But…still. She couldn’t help but think something about this was off. Or maybe she was just letting her emotions toward Carrie affect her. Hell, she thought as she grabbed her purse and keys from the table beside her door and jogged down the steps, she’d been letting her animosity toward Carrie skew her thinking for months.
Why should this change anything?
Except she had decided earlier that she was going to get over this. She wasn’t going to let Carrie and Co. matter anymore.
Meeting Kellan at the bottom of the stairs, she looked into his eyes-soft, warm, hazel eyes. He had taken his glasses off. He had looked awfully good with them on, like a sexy scholar.
Of course, he looked good without them too.
He just looked damned good.
She just loved his eyes. She’d love to photograph his eyes, those wide-spaced, heavily lashed, warm, hazel eyes.
Was it her imagination or did they look just a little warmer as he stared at her?
“Let’s get this over with,” she said quietly.
Her attorney of record wasn’t exactly equipped to defend her against a murder charge, but Darci wasn’t a fool. As she rode in the back of Kellan’s cruiser, she pulled out her cell phone and called Brittany Daugherty.
“Darci, I was just getting ready to come over. I don’t know if you’ve heard anything but-”
“Britt, I’m in the Sheriff’s car, riding over to the station,” she interrupted. “I think it would be a good idea for you to meet me down there.”
“Oh, shit. I was afraid this would happen. Don’t say anything, don’t tell them anything-”
“I already have told them some stuff, but it was just where I was last night. I was at Clive’s all evening. But they want to take my statement, ask some official questions,” she said. As she spoke, she glanced up and met Kellan’s glance in the rearview mirror.
He was studying her with an arched brow.
She flushed and licked her lips and dragged her gaze away, but she could still feel him staring at her.
“I’d like you to meet me there, Britt,” she said, lowering her voice. “The whole damn town knows that Carrie and I had some bad history between us. And half of the town is still convinced she was a saint…”
“The Wicked Witch is more like it,” Britt interjected. “But we can’t let anybody hear you talking like that. Don’t say anything else. And I mean anything. Not until I get there. So zip it.”
Once Brittany hung up the phone, Darci sighed and flipped hers closed, tossing it into her purse.
“So, what does your lawyer have to say?”
Arching a brow at him, she drew an imaginary zipper across the seam of her lips and turned the lock, before leaning her head back. Damn it. She needed to think.
Because if she thought long and hard enough, surely she’d come up with the reasons she had moved to Vevey to begin with.
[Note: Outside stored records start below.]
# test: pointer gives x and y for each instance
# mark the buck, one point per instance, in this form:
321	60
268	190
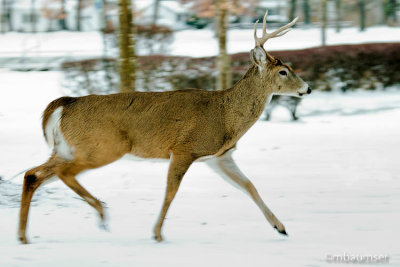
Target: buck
182	126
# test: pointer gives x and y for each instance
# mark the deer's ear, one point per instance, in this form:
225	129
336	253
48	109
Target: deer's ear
258	56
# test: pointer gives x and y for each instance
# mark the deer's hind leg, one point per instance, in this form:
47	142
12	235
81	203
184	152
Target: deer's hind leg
67	172
33	179
227	168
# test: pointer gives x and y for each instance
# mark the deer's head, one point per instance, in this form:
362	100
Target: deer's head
281	76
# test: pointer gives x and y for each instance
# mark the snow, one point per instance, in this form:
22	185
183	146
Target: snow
332	179
196	43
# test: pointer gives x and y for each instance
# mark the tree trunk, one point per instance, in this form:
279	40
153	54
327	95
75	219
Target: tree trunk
126	46
293	6
393	7
338	15
3	16
361	6
78	15
306	9
33	16
63	24
323	23
9	15
155	12
224	80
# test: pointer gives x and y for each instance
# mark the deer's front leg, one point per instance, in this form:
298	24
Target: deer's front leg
227	168
177	169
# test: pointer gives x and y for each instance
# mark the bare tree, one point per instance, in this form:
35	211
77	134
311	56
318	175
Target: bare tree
63	16
155	12
224	79
79	7
33	16
126	46
338	17
293	6
392	10
3	16
323	22
306	10
361	8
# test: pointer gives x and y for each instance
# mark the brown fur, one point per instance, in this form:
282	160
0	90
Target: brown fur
182	126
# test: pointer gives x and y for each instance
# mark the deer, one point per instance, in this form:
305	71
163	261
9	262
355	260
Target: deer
183	127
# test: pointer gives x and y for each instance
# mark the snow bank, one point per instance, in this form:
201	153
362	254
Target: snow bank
331	178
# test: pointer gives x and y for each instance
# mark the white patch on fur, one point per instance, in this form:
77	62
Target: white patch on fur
303	89
269	98
227	161
55	138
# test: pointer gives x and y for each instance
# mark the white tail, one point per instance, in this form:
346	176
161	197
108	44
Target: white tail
182	126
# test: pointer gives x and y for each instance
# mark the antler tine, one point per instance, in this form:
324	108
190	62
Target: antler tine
279	32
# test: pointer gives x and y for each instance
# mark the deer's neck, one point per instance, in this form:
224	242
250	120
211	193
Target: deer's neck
247	99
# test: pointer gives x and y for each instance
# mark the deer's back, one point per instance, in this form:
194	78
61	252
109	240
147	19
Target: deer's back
146	124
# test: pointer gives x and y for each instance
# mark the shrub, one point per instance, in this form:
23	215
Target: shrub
342	67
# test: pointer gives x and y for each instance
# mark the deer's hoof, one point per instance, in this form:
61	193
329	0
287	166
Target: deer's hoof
283	231
158	238
23	240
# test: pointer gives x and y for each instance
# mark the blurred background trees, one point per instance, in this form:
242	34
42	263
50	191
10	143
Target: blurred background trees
141	33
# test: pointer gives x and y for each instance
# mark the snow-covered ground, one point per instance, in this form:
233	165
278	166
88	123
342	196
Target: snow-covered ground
333	179
197	43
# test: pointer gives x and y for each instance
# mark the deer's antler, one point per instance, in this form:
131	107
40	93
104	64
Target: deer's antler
279	32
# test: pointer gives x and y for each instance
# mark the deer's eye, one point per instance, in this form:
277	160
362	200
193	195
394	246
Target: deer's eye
283	72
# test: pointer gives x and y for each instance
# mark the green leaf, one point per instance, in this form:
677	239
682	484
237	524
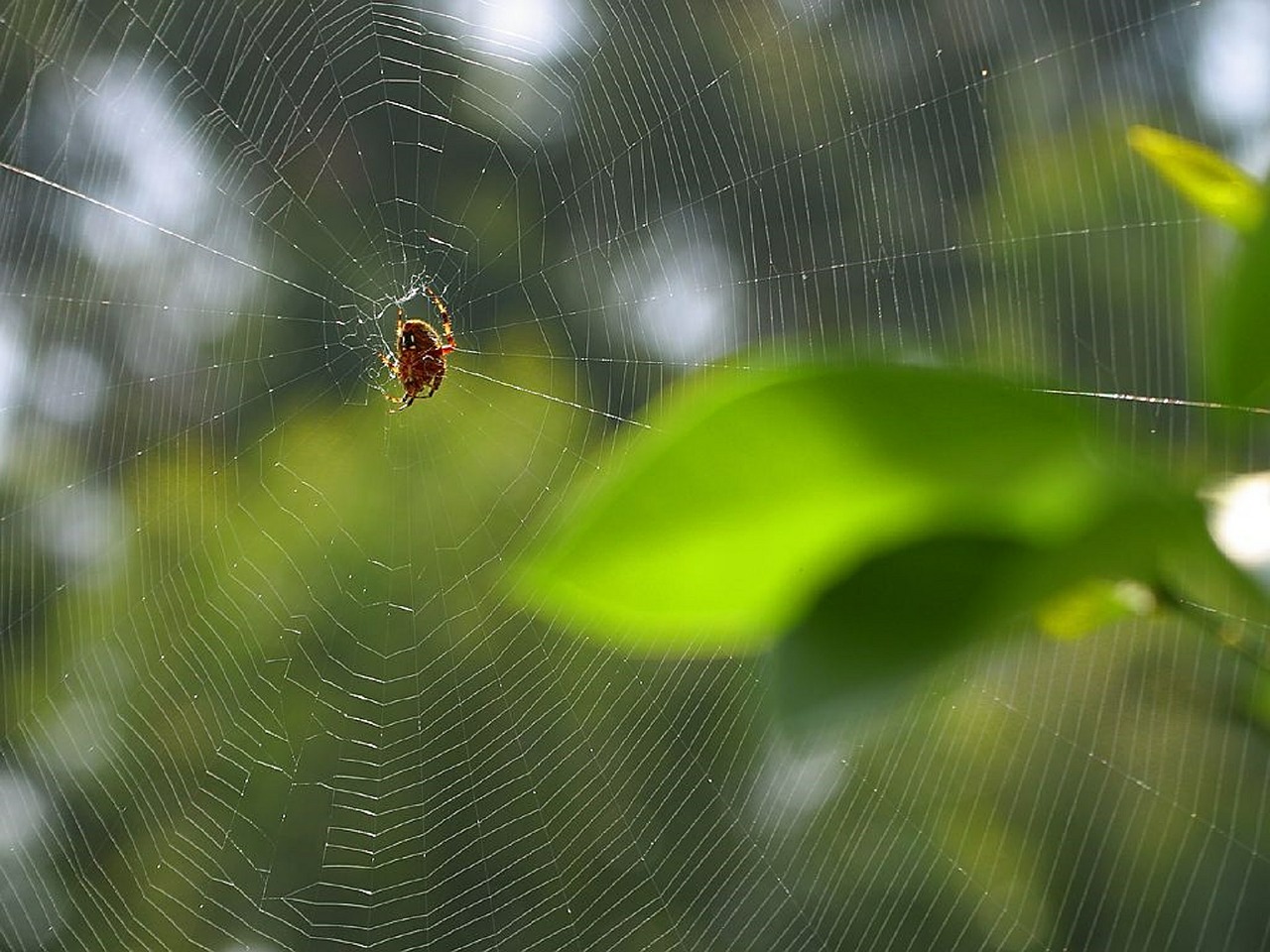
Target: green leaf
866	639
1239	335
1092	604
763	489
1202	177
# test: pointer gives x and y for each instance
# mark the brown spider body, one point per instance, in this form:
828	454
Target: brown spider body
421	353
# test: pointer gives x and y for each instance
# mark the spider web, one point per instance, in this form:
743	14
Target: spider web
262	683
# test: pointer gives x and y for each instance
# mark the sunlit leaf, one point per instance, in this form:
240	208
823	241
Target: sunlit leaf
1238	338
1202	177
1092	604
766	489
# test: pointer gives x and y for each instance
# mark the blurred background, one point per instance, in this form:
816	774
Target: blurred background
262	683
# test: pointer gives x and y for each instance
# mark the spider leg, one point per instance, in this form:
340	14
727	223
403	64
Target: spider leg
447	327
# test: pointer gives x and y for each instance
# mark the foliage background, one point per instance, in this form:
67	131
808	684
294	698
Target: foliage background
262	683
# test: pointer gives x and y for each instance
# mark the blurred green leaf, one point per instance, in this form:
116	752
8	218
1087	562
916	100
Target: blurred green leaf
1092	604
1202	177
1239	336
765	489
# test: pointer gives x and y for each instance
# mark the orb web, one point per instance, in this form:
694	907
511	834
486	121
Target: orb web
262	680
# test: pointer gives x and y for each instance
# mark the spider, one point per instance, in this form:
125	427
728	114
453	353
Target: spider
421	353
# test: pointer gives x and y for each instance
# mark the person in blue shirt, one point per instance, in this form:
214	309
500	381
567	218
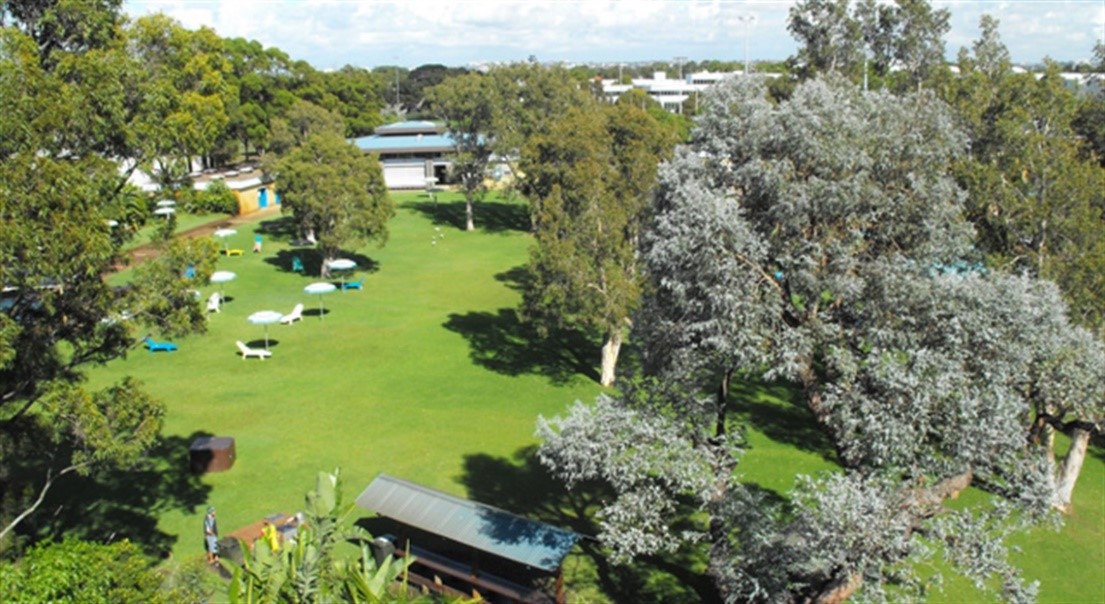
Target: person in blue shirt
211	536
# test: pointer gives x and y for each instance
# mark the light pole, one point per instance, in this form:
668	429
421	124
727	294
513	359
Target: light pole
398	106
746	20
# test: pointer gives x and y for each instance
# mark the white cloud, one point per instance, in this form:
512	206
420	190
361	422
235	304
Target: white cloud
332	33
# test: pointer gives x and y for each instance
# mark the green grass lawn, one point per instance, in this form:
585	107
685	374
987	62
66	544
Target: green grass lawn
425	374
185	222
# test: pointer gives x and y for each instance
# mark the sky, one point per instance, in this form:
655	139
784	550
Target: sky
367	33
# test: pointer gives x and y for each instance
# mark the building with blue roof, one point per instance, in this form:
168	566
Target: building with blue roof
412	154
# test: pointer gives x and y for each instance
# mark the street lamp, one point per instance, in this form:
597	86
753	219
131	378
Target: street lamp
746	20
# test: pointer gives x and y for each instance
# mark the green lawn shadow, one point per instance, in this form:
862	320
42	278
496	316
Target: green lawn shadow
494	216
312	260
776	411
501	342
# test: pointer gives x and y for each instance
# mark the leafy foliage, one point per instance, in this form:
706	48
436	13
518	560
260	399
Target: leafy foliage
71	113
307	569
79	571
821	241
588	180
336	191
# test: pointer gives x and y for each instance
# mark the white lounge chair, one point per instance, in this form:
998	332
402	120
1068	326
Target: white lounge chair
246	351
295	315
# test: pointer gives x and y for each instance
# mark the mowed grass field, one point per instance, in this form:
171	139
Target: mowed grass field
425	374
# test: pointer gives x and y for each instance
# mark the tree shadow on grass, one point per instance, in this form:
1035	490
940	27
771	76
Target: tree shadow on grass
494	216
282	229
776	411
505	345
122	504
524	487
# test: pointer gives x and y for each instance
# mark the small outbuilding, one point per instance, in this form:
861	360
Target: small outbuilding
479	549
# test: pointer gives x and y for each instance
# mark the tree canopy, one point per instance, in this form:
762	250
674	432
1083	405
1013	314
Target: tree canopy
840	264
335	191
588	179
70	115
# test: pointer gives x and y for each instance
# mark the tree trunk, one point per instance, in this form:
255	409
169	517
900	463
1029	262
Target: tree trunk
840	590
1069	470
610	357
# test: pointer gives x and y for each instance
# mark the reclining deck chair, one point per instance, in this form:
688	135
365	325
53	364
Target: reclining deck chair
246	351
295	315
153	346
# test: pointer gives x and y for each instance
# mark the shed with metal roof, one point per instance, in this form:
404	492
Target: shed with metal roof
479	526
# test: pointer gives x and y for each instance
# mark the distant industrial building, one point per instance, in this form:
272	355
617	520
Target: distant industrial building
670	93
412	154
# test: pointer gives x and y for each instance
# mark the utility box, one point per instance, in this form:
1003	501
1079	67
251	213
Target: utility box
211	454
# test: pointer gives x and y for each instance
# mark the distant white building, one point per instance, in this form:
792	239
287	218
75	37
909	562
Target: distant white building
671	94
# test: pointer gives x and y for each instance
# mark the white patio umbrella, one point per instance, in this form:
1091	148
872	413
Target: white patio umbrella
223	233
341	265
319	288
221	277
265	318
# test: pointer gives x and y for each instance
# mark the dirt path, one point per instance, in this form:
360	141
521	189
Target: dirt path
149	251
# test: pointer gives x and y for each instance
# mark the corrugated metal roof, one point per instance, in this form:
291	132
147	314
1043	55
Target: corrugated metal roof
476	525
407	127
406	144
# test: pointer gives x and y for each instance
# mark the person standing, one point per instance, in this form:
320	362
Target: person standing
211	536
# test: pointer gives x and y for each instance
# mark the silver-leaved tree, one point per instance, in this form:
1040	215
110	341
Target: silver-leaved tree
820	242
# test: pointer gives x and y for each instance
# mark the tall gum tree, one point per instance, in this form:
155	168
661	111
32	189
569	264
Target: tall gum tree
70	113
469	105
832	234
335	191
588	179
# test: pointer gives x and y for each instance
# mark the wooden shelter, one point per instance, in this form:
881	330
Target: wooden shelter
475	537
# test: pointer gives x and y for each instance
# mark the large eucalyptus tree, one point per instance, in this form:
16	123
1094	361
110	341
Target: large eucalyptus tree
72	105
820	242
588	179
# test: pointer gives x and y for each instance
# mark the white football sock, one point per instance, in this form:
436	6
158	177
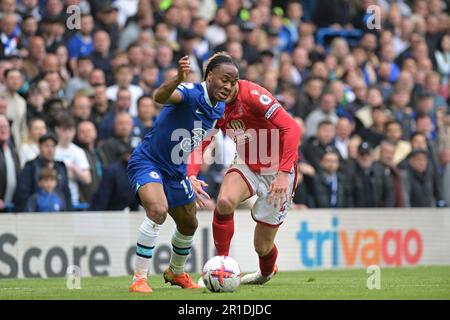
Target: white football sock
147	236
181	247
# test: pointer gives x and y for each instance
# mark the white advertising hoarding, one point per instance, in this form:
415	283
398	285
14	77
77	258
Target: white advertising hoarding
45	245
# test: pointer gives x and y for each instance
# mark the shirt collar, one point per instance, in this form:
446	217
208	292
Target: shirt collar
208	101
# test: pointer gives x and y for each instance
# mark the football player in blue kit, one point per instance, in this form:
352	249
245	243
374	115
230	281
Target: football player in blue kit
157	169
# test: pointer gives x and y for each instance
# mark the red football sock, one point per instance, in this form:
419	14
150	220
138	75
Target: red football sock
267	263
223	230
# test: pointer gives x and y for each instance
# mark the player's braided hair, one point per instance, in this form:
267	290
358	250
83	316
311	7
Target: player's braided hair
216	60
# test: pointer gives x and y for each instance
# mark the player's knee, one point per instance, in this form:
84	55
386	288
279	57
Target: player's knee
189	226
225	205
156	212
262	249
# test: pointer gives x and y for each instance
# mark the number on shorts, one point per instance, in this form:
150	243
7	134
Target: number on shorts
186	189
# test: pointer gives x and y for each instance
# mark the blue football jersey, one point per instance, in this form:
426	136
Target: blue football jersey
179	128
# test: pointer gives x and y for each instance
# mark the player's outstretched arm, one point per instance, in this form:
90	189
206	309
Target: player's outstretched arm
166	93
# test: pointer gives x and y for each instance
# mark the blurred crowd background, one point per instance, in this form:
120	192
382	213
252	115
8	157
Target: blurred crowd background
370	88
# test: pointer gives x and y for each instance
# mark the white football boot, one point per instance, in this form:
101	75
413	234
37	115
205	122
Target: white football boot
257	277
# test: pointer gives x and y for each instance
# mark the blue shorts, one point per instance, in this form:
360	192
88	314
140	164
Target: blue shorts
142	170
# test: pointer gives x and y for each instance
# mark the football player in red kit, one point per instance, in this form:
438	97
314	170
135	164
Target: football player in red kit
267	140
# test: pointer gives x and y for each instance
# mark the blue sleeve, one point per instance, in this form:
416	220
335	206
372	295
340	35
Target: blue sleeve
187	91
101	198
73	48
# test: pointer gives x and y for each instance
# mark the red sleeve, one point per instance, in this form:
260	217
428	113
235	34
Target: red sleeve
265	105
290	134
195	159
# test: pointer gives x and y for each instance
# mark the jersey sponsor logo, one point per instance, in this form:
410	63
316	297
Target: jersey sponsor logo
154	175
271	110
189	144
186	85
265	100
236	125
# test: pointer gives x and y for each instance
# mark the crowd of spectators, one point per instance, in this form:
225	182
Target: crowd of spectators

At least she’d taken that white nightshirt off. If he had been forced to question her while she had been wearing that nightie, the hint of her nipples teasing him, he was certain he would have gone mad.
He was about to lose it anyway.
Damn it, this was too much.
Kellan had avoided her like the plague for the past few years. And just for this very reason. The scent of her skin drove him insane. The thought of being close enough to touch all of that smooth white skin, yet resisting, was enough to make him want to drag her by the hair to the closest private place and just throw her to the ground and mount her. To see the sparkle of her emerald green eyes and hear the low husky caress of her voice as she spoke-
Damn it. He was going to drive himself crazy.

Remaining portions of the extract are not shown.